In This Issue:
- First Circuit Holds Plaintiff Lacks Standing to Recover for Allegedly Defective Product Based on Risk of Future Harm From Lightning Strike Where Complaint Contained Insufficient Facts to Demonstrate Risk Was Beyond Speculative or That Product Failed to Comply with Industry or Regulatory Standards
- Massachusetts Federal Court Holds Defendants Not Subject to General Personal Jurisdiction Due to Lack of In-State Incorporation or Principal Place of Business, and Transfer to Court Having Jurisdiction Not Authorized as One Transfer Statute Applies Only Where Subject Matter Jurisdiction is Lacking and Another Only Where Venue is Improper
- Massachusetts Federal Court Holds Manufacturer’s Repeated Representations Pumps Originally Designed for Whirlpools Could Be Successfully Used With Spa Tubs Sufficient to Create Jury Question on Implied Warranties of Merchantability for Ordinary Purpose and Fitness For Particular Purpose
- Massachusetts Federal Court Holds Threat of Physical Injury to Persons Not Required for Tort-Based Failure-to-Warn Claims, and “Economic Loss Doctrine” Does Not Bar Tort-Based Claims Against Manufacturer of Allegedly Defective Component for Damage to Product Into Which Component Was Incorporated if Latter Was Made by Different Entity Than Component Manufacturer
- Massachusetts Federal Court Holds Smartphone’s Random Shutdowns While in “Sleep” Mode Insufficient to State Warranty Claim Where Shutdowns Were Infrequent and Remedied by Pressing “On” Button, and Expert’s Personal Observations of Plaintiff’s Phone Did Not Provide Reliable Basis for Opinion of Defect in Model or Causation of Plaintiff’s Shutdowns
- Excerpt from First Circuit Holds Plaintiff Lacks Standing to Recover for Allegedly Defective Product Based on Risk of Future Harm From Lightning Strike Where Complaint Contained Insufficient Facts to Demonstrate Risk Was Beyond Speculative or That Product Failed to Comply with Industry or Regulatory Standards:
In Kerin v. Titeflex Corp., 2014 U.S. App. LEXIS 21057 (1st Cir. Nov. 4, 2014), plaintiff owned a home with an outdoor fire pit supplied with natural gas through corrugated stainless steel tubing (“CSST”). Although CSST can fail when exposed to powerful electrical forces such as lightning, it is widely used and approved by both government and industry regulatory bodies. Even though plaintiff’s CSST had never caused a problem, he sued its manufacturer in the United States District Court for the District of Massachusetts for negligence and breach of the implied warranty of merchantability (the Massachusetts near-equivalent of strict liability). Citing reports of 141 home fires that “involved” both CSST and lighting, plaintiff alleged his CSST was defectively designed because, in the event of a nearby lightning strike, it was vulnerable to puncture and fire and defendant had failed to warn of this risk. He sought damages in the amount of his “overpayment” for the allegedly defective product or, in the alternative, the cost of remedying the alleged safety issue.

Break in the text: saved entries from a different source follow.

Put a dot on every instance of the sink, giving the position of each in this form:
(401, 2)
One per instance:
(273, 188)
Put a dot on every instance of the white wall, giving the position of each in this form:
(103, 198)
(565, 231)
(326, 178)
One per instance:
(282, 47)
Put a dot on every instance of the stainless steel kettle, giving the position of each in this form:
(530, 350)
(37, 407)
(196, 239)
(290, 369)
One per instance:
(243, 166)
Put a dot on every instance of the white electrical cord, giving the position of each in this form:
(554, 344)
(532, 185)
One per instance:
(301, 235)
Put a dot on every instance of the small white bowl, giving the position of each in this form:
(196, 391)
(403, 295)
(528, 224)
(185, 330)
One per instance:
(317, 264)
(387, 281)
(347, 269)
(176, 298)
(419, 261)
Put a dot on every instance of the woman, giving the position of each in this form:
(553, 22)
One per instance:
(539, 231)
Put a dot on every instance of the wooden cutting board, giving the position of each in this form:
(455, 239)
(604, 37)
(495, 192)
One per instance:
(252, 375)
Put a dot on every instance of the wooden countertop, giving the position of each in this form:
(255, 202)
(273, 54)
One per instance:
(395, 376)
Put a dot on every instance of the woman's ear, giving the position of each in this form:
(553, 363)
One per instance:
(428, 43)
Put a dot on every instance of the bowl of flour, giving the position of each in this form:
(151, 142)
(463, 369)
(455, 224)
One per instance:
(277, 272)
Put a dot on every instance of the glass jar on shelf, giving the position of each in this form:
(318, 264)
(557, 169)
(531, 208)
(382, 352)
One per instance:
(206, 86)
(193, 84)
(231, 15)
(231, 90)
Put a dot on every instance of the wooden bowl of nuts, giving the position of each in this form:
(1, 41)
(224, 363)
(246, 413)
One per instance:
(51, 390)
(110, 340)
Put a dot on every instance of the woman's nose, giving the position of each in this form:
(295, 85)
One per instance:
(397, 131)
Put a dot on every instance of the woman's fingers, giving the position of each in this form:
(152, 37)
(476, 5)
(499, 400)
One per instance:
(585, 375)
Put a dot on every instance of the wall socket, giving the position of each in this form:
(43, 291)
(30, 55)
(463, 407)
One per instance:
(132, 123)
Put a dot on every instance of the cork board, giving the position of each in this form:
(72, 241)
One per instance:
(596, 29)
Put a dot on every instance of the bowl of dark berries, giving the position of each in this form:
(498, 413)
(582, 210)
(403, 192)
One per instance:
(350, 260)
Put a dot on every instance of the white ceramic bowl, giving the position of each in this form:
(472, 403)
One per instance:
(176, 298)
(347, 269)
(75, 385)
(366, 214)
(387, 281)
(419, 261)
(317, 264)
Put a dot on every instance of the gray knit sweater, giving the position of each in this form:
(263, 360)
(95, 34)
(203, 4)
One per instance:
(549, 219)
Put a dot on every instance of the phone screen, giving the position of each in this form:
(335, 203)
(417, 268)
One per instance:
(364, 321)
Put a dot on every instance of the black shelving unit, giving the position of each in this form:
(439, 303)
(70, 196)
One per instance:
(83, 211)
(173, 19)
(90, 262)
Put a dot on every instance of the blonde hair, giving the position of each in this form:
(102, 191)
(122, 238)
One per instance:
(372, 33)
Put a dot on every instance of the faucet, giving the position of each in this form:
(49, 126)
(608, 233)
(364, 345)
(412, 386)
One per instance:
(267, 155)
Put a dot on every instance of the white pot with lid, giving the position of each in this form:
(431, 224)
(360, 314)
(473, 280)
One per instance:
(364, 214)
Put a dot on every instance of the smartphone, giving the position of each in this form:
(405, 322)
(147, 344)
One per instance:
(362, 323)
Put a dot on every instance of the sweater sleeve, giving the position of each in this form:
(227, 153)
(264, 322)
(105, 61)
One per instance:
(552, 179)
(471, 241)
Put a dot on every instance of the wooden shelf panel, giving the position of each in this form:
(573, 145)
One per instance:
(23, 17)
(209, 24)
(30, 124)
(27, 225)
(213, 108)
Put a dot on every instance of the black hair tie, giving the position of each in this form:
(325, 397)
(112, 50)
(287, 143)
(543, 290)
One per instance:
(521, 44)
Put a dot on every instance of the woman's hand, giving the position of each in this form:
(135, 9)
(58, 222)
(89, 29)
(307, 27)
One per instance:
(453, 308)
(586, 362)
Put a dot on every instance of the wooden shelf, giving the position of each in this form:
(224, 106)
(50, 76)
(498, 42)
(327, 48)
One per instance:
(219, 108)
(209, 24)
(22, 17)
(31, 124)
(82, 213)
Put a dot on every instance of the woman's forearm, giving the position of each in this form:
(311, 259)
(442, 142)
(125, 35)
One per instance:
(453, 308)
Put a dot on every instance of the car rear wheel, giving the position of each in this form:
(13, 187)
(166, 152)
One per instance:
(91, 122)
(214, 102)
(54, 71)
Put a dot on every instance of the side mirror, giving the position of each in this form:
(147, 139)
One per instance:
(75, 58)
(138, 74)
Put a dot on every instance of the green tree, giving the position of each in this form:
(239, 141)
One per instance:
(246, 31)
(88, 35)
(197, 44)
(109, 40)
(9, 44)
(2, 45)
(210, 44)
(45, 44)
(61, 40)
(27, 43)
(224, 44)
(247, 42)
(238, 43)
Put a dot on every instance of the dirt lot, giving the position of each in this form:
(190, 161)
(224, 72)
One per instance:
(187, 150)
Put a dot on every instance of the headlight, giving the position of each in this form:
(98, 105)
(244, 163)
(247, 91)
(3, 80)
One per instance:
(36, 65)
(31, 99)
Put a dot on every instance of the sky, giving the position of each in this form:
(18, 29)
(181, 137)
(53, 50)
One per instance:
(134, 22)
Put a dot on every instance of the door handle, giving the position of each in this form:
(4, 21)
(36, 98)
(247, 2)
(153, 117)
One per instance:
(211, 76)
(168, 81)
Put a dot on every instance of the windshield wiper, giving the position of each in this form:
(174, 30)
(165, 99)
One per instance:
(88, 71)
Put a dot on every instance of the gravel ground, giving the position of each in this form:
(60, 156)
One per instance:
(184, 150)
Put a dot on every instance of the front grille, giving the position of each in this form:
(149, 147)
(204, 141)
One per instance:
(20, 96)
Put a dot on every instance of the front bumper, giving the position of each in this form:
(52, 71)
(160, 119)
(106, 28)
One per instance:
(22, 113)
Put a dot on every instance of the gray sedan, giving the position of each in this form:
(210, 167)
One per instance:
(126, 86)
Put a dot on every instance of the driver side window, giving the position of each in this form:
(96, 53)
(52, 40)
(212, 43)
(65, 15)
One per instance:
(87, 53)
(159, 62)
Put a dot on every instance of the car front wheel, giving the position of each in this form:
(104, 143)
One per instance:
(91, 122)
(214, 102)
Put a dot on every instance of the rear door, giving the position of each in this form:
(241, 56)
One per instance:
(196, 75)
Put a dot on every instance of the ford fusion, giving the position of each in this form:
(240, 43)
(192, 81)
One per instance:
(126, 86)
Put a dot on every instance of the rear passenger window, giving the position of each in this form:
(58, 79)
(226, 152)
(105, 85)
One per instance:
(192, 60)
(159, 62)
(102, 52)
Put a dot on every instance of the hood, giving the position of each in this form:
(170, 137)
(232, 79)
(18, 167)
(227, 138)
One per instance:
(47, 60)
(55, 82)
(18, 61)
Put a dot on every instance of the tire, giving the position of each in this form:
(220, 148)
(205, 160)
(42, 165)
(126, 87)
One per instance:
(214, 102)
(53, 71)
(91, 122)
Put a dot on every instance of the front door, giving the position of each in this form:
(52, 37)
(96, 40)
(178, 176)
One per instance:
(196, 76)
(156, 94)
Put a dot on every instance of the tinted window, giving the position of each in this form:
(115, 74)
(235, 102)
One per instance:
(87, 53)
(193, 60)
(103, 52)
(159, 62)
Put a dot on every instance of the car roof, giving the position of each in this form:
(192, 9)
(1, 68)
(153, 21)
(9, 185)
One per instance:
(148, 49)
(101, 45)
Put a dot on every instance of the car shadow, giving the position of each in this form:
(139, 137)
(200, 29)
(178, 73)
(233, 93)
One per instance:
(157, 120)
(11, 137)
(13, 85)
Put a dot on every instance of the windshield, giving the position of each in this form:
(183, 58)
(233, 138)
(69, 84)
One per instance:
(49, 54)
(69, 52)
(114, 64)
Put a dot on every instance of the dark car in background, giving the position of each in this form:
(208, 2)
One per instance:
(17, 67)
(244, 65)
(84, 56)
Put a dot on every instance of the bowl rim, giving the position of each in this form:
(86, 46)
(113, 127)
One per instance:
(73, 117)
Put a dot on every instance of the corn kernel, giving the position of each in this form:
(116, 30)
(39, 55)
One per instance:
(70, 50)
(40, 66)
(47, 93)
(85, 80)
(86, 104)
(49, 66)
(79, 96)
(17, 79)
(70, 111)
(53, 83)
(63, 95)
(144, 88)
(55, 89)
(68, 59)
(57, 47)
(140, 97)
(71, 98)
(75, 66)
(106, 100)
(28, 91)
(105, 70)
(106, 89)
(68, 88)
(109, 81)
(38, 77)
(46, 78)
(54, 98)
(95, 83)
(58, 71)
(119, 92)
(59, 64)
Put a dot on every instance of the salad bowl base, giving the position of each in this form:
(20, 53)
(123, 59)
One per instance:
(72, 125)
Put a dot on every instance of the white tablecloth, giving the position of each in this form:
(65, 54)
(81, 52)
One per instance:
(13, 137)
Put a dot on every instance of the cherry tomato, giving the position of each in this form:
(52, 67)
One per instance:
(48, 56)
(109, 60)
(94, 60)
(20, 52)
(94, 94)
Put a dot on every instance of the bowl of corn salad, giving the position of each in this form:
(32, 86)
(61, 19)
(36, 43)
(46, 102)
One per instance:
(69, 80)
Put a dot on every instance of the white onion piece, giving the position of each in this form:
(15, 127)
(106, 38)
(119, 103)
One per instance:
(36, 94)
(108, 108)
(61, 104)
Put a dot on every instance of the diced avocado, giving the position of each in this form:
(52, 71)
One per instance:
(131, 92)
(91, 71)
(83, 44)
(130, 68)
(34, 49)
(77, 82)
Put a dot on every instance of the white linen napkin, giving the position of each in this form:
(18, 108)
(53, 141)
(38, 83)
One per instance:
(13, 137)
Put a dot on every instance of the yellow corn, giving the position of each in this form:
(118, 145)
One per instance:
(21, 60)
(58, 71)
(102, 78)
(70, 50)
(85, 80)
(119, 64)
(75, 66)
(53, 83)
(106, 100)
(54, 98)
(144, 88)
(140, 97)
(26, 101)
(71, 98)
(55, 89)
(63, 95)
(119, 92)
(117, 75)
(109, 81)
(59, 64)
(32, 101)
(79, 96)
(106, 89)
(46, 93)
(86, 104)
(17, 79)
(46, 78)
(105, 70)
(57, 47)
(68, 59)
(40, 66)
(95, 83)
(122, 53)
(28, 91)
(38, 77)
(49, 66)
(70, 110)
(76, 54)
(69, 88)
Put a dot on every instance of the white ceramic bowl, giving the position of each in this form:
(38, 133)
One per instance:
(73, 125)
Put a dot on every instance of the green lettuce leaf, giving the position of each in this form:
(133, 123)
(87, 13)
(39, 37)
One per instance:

The district court dismissed for lack of standing under Article III of the United States Constitution, holding “it is obvious that Plaintiff cannot clear the ‘injury in fact’ hurdle.” The court reasoned that the “strand of conjecture . . . is simply too attenuated,” requiring both a lightning strike and one that effects a puncture in the CSST. The court also concluded that even if plaintiff had standing, he failed to state a claim because he did not allege “an applicable standard against which [defendant’s] due care could be measured” as required to claim economic injury from a defective product under Massachusetts law.